Chromatin-regulatory complexes work to keep DNA tightly condensed, while also granting temporary access to certain portions for replication or to allow the expression of genes necessary for the growth or function of the cell. In a previous paper in Nature, the team reported that switching subunits within BAF complexes can convert human fibroblasts to neurons, which points to their instructive role in development and possibly cancer, the researchers note.
“Somehow these chromatin-regulatory complexes manage to compress nearly two yards of DNA into a nucleus about one one-thousandth the size of a pinhead,” says Gerald Crabtree, M.D., professor of developmental biology and of pathology, and senior author of the current study. “And they do this without compromising the ability of the DNA to be replicated and selectively expressed in different tissues—all without tangling. In 1994 we reported that complexes of this type were likely to be tumor suppressors. Here we show that they are mutated in nearly 20 percent of all human malignancies thus far examined.”

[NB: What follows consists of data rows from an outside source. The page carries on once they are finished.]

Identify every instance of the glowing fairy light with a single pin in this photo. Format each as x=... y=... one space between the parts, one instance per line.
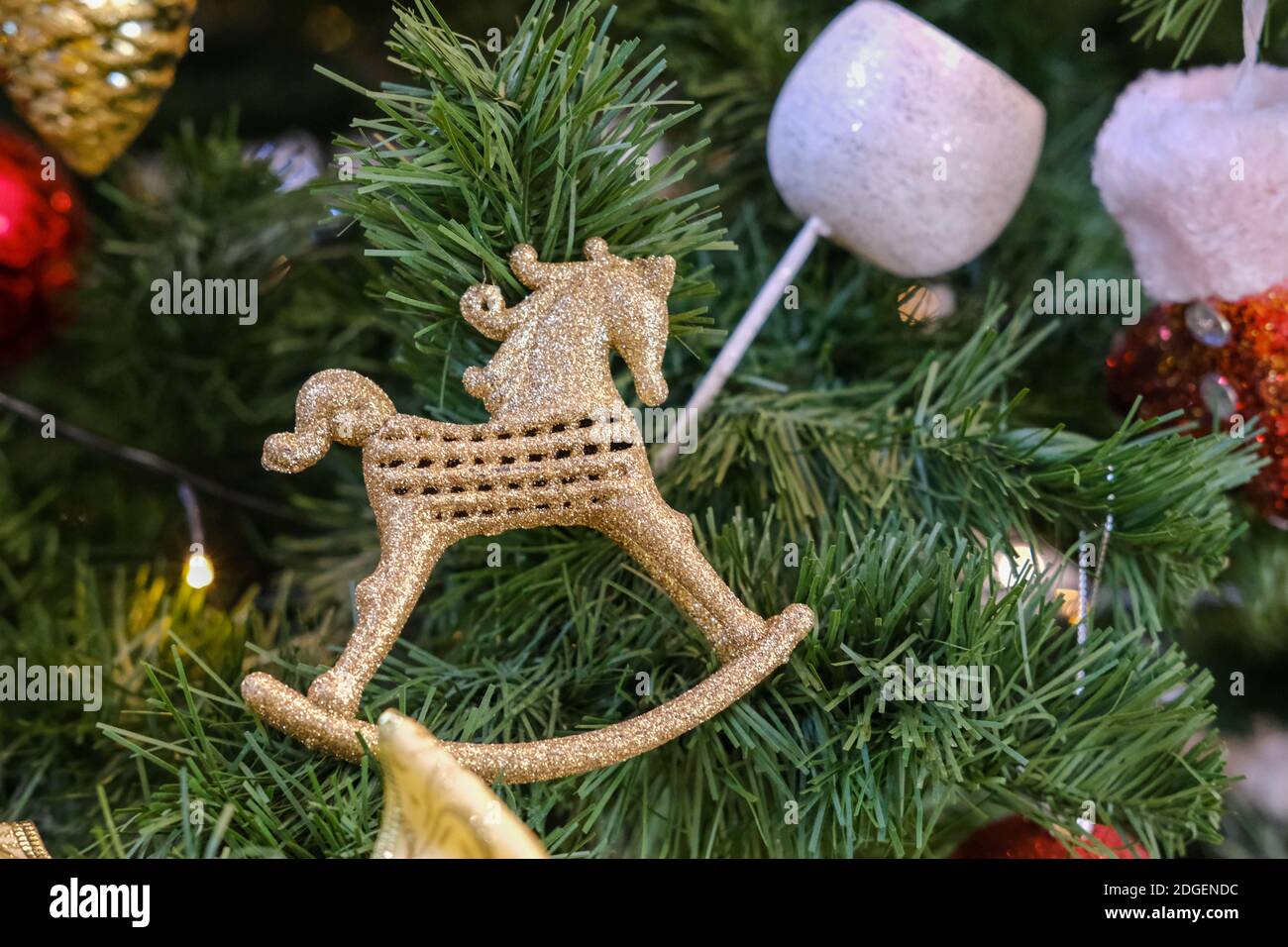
x=200 y=571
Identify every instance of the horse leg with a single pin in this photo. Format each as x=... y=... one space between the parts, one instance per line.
x=661 y=540
x=384 y=602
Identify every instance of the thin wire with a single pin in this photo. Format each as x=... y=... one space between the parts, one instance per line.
x=149 y=460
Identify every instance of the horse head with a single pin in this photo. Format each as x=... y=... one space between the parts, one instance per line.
x=575 y=308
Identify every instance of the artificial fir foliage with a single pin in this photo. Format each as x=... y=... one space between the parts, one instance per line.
x=820 y=463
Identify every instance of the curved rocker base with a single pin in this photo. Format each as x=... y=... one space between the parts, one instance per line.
x=296 y=715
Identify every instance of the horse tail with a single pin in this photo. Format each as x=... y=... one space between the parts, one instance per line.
x=334 y=405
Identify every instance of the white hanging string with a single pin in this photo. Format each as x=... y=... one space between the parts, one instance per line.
x=743 y=334
x=1087 y=596
x=1244 y=84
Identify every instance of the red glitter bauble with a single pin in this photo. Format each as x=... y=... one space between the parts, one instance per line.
x=40 y=226
x=1219 y=360
x=1017 y=836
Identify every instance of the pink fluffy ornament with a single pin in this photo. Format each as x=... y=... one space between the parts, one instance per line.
x=1194 y=167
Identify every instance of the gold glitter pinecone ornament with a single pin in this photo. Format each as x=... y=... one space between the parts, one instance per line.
x=21 y=840
x=561 y=450
x=88 y=75
x=434 y=808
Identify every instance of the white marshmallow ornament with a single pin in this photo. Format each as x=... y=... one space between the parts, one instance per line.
x=901 y=145
x=1194 y=167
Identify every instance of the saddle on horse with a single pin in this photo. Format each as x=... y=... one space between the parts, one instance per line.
x=561 y=450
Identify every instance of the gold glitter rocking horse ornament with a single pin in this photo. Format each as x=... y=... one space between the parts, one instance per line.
x=561 y=450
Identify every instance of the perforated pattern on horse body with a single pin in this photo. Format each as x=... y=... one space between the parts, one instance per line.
x=507 y=475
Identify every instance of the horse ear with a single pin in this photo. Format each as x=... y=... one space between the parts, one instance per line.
x=658 y=273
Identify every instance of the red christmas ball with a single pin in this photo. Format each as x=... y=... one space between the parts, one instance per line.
x=1017 y=836
x=1219 y=363
x=40 y=227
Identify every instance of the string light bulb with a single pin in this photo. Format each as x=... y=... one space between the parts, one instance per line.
x=200 y=571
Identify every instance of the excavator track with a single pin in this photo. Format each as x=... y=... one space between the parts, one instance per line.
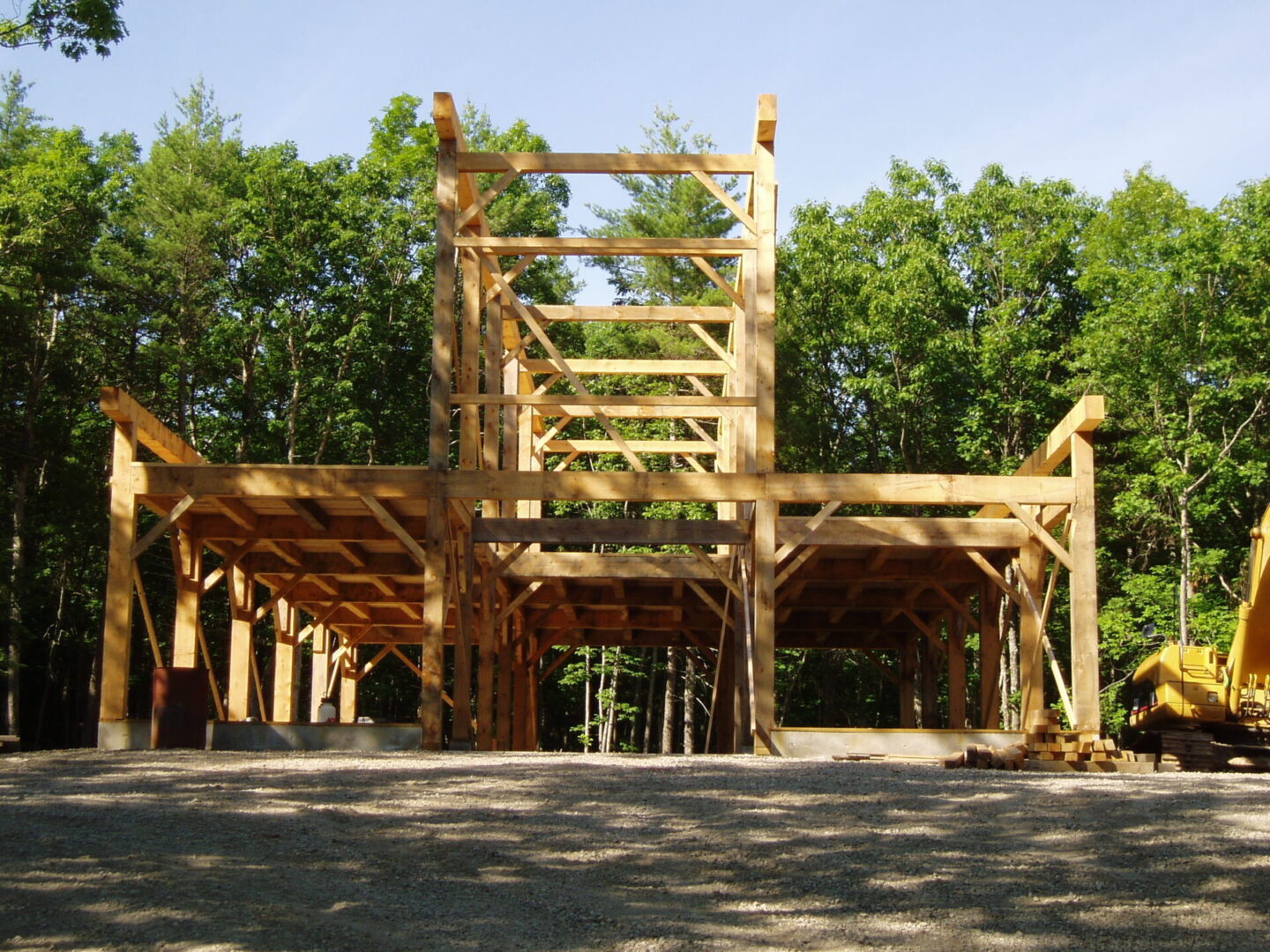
x=1186 y=750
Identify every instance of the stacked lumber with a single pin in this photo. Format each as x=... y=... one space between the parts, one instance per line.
x=1186 y=750
x=1050 y=747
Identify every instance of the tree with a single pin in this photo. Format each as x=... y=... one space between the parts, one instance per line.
x=55 y=188
x=1177 y=339
x=75 y=26
x=873 y=329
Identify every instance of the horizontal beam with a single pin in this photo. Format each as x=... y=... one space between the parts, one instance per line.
x=651 y=368
x=1086 y=417
x=619 y=532
x=635 y=446
x=635 y=314
x=654 y=248
x=153 y=435
x=587 y=565
x=921 y=532
x=608 y=163
x=419 y=482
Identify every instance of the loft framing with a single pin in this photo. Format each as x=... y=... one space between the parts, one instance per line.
x=378 y=564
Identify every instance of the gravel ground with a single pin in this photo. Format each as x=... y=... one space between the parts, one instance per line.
x=220 y=851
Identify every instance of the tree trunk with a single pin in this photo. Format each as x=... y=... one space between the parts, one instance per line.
x=586 y=706
x=690 y=715
x=17 y=568
x=1184 y=584
x=649 y=698
x=672 y=663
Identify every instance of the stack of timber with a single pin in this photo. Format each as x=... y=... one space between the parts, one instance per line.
x=1186 y=750
x=1050 y=747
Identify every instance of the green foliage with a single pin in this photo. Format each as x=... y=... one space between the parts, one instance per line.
x=75 y=26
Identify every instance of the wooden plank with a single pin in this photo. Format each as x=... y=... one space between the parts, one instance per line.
x=764 y=279
x=641 y=247
x=799 y=531
x=1086 y=417
x=149 y=432
x=1041 y=534
x=444 y=308
x=917 y=532
x=628 y=532
x=639 y=446
x=286 y=663
x=586 y=565
x=152 y=632
x=242 y=622
x=563 y=403
x=279 y=594
x=634 y=314
x=444 y=117
x=718 y=279
x=188 y=556
x=161 y=527
x=563 y=366
x=608 y=164
x=1085 y=588
x=725 y=201
x=646 y=368
x=418 y=482
x=389 y=522
x=765 y=625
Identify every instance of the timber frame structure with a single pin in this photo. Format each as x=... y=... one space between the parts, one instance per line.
x=369 y=560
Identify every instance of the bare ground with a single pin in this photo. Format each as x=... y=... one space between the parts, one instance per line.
x=376 y=853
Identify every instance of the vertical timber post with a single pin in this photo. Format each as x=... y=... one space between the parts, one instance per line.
x=435 y=598
x=1032 y=663
x=764 y=344
x=1085 y=589
x=242 y=623
x=117 y=631
x=286 y=663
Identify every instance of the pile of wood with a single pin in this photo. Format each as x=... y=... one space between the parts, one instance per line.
x=1050 y=747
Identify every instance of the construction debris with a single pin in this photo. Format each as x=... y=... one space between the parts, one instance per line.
x=1047 y=747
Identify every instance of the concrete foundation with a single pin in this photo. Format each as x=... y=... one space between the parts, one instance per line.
x=135 y=735
x=827 y=741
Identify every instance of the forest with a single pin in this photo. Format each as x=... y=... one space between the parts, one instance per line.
x=273 y=309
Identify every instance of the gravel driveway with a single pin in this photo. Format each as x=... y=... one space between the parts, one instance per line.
x=385 y=852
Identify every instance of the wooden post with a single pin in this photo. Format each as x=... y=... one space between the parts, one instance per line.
x=188 y=554
x=908 y=682
x=117 y=631
x=461 y=733
x=348 y=687
x=435 y=605
x=955 y=625
x=531 y=683
x=990 y=657
x=504 y=677
x=1085 y=589
x=765 y=625
x=242 y=622
x=930 y=681
x=725 y=697
x=320 y=671
x=286 y=663
x=435 y=602
x=519 y=687
x=1032 y=664
x=487 y=660
x=765 y=283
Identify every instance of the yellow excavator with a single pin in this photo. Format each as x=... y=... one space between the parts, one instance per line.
x=1204 y=710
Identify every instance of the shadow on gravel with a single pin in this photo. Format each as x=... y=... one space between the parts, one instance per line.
x=467 y=852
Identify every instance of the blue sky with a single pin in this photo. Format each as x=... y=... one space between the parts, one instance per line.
x=1081 y=90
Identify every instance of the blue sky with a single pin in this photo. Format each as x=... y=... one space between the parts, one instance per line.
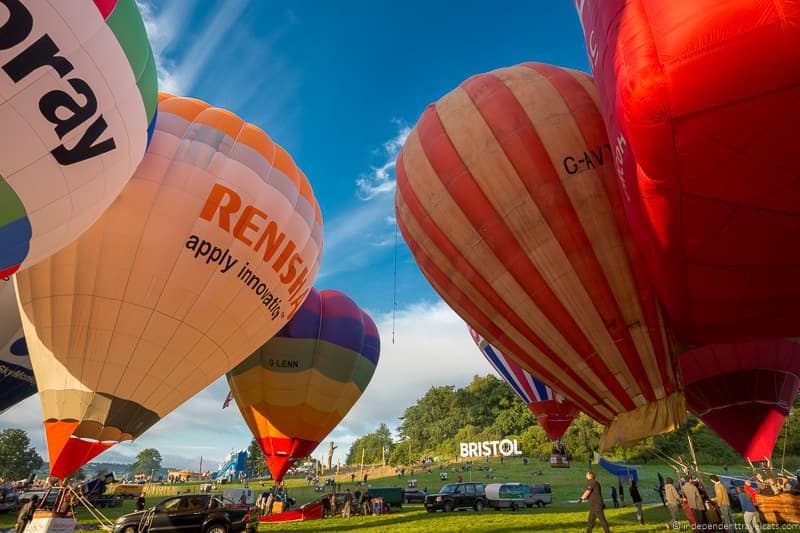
x=339 y=84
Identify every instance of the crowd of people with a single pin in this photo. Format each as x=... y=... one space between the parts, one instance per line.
x=701 y=505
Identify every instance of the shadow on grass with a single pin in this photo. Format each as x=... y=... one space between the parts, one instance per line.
x=503 y=521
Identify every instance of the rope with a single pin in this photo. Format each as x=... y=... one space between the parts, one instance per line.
x=394 y=288
x=785 y=438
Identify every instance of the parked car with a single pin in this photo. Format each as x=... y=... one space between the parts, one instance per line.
x=540 y=495
x=9 y=499
x=414 y=496
x=457 y=496
x=506 y=495
x=196 y=512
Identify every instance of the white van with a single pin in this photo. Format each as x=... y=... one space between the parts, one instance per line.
x=506 y=495
x=235 y=495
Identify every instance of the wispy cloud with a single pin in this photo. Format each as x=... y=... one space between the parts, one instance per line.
x=371 y=220
x=380 y=179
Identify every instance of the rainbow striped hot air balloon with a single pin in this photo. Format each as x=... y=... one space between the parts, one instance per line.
x=296 y=388
x=77 y=109
x=554 y=412
x=207 y=253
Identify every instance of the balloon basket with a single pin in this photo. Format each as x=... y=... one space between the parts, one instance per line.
x=50 y=522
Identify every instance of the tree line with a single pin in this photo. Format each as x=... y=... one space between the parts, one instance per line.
x=487 y=409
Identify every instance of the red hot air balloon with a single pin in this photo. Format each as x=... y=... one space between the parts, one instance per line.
x=743 y=391
x=554 y=412
x=701 y=100
x=508 y=199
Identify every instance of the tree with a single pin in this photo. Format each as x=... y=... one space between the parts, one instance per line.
x=375 y=446
x=147 y=461
x=256 y=463
x=17 y=458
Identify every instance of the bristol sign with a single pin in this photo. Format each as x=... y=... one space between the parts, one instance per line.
x=504 y=447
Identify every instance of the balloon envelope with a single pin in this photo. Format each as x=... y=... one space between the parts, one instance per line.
x=507 y=197
x=16 y=375
x=77 y=105
x=205 y=255
x=743 y=391
x=554 y=412
x=297 y=387
x=701 y=100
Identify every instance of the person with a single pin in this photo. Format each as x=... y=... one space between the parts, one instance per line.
x=269 y=502
x=723 y=500
x=751 y=520
x=140 y=502
x=348 y=502
x=26 y=513
x=636 y=498
x=695 y=502
x=673 y=500
x=260 y=503
x=751 y=492
x=594 y=495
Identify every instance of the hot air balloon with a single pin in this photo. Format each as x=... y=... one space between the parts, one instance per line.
x=554 y=412
x=701 y=100
x=207 y=253
x=297 y=387
x=77 y=108
x=744 y=391
x=508 y=200
x=16 y=375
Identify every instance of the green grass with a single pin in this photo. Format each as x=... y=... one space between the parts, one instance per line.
x=567 y=484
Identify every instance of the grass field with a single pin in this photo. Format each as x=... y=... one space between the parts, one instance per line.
x=564 y=515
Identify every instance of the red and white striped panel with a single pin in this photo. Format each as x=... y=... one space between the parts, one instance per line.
x=508 y=199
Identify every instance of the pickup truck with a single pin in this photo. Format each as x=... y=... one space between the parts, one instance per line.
x=202 y=513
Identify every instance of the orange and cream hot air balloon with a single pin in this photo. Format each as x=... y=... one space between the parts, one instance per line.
x=508 y=199
x=207 y=253
x=296 y=388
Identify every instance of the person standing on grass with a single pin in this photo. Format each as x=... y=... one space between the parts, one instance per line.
x=694 y=501
x=723 y=500
x=673 y=499
x=594 y=495
x=637 y=501
x=26 y=513
x=751 y=520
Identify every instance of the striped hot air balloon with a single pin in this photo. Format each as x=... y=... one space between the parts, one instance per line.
x=16 y=374
x=296 y=388
x=508 y=200
x=206 y=254
x=743 y=391
x=554 y=412
x=77 y=108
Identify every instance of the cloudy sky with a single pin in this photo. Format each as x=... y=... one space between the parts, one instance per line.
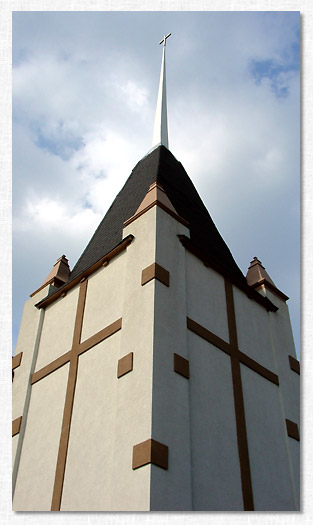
x=84 y=94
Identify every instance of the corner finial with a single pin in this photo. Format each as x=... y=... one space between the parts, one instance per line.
x=160 y=134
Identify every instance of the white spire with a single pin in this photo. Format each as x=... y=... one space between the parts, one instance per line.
x=160 y=135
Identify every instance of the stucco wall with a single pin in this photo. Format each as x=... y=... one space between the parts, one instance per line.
x=40 y=446
x=26 y=344
x=253 y=330
x=58 y=328
x=215 y=462
x=104 y=297
x=89 y=458
x=266 y=430
x=171 y=489
x=206 y=297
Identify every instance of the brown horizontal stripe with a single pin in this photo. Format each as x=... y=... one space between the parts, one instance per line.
x=271 y=287
x=51 y=367
x=161 y=205
x=155 y=271
x=181 y=365
x=118 y=249
x=16 y=360
x=125 y=364
x=292 y=429
x=100 y=336
x=150 y=451
x=256 y=367
x=16 y=425
x=294 y=364
x=208 y=336
x=249 y=291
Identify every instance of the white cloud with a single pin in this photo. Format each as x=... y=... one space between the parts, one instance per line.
x=84 y=100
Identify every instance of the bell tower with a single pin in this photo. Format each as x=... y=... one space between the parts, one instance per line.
x=154 y=375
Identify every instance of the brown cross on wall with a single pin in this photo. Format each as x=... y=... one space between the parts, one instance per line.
x=71 y=357
x=236 y=357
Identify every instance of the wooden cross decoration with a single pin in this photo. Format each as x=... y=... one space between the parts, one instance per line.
x=163 y=41
x=236 y=357
x=71 y=357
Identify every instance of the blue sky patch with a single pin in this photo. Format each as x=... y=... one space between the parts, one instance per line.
x=277 y=74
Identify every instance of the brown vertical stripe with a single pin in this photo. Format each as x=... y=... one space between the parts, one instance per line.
x=80 y=313
x=16 y=425
x=242 y=439
x=294 y=364
x=65 y=432
x=231 y=314
x=242 y=436
x=69 y=400
x=16 y=360
x=292 y=429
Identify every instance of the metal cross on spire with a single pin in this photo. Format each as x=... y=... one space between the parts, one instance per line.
x=160 y=134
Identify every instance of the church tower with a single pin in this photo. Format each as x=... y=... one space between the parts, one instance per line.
x=155 y=375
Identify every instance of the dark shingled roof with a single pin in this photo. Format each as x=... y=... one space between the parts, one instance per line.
x=160 y=165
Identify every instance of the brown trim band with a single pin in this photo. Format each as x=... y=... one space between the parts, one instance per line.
x=100 y=336
x=181 y=366
x=208 y=336
x=68 y=286
x=231 y=318
x=161 y=205
x=208 y=261
x=125 y=364
x=16 y=360
x=150 y=451
x=292 y=429
x=80 y=312
x=65 y=434
x=259 y=369
x=204 y=333
x=242 y=439
x=80 y=349
x=16 y=426
x=294 y=364
x=51 y=367
x=271 y=287
x=155 y=271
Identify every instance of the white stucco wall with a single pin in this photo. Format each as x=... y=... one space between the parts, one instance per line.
x=289 y=389
x=253 y=330
x=26 y=344
x=215 y=462
x=266 y=431
x=58 y=328
x=104 y=297
x=171 y=489
x=206 y=297
x=89 y=459
x=35 y=480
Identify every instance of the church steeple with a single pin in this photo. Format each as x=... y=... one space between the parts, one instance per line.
x=160 y=134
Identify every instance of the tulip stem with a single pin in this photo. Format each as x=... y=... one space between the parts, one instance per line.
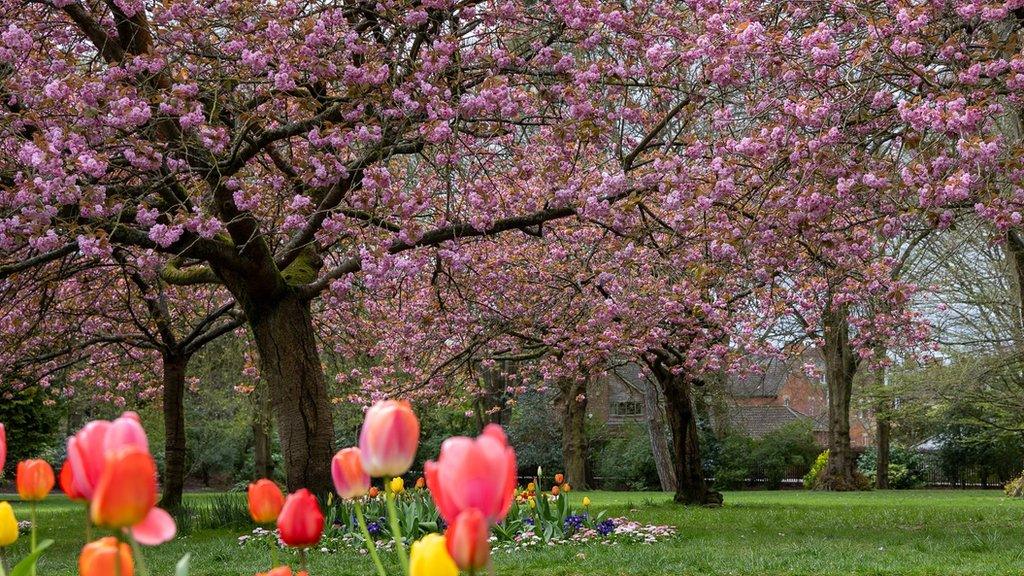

The researchers combined biochemical experiments with the data mining of 44 pre-existing studies to come to their conclusions. Mutations to certain subunits, or particular combinations of mutations in the complex’ many subunits, seem to herald the development of specific types of cancer—favoring the development of ovarian versus colon cancer, for example, they report.
In some cases, a mutation in one subunit is sufficient to initiate cancer development. “For example,” says Dr. Kadoch, “a type of mutation called a chromosomal translocation in the gene encoding one of these newly identified subunits, SS18, is known to be the hallmark of a cancer called synovial sarcoma. It is clearly the driving oncogenic event and very often the sole genomic abnormality in these cancers.” Drs. Kadoch and Crabtree published a study in March in Cell uncovering the mechanism and functional consequences of BAF complex perturbation in synovial sarcoma.
The prevalence of mutations in the BAF complex was discovered when Dr. Kadoch conducted a series of experiments to determine exactly which proteins in the cell were true subunits of the complex. Dr. Kadoch used an antibody that recognized one core component to purify intact BAF complexes in various cell types, including embryonic stem cells and skin, nerve, and other cells. She then analyzed the various proteins isolated by the technique.
Dr. Kadoch identified seven proteins previously unknown to be BAF components. She and postdoctoral scholar Diana Hargreaves, Ph.D., then turned to previously published studies in which the DNA from a variety of human tumors had been sequenced to determine how frequently any of the members of the complex were mutated.
The results, once the newly discovered members were included, were surprising: 19.6% of all human tumors displayed a mutation in at least one of the complex’ subunits. In addition, for some types of cancers, such as synovial sarcoma, every individual tumor sample examined had a mutation in a BAF subunit. The results suggest that the BAF complex, when unmutated, plays an important protective role against the development of cancer in many different tissues.
The researchers are now focused on learning how the mutations affect the tumor-suppressing activity of the BAF complex. “We certainly want to further our understanding of the mechanism behind these findings,” says Dr. Hargreaves. “Do they promote cancer development by inhibiting the proper progression of the cell cycle? Or perhaps they affect how the complex is positioned on the DNA. We’d like to determine how to recapitulate some of these mutations experimentally to see what types of defects they introduce into the complex.”
The study was published online May 5 in Nature Genetics, in a paper called “Proteomic and bioinformatic analysis of mammalian SWI/SNF complexes identifies extensive roles in human malignancy”.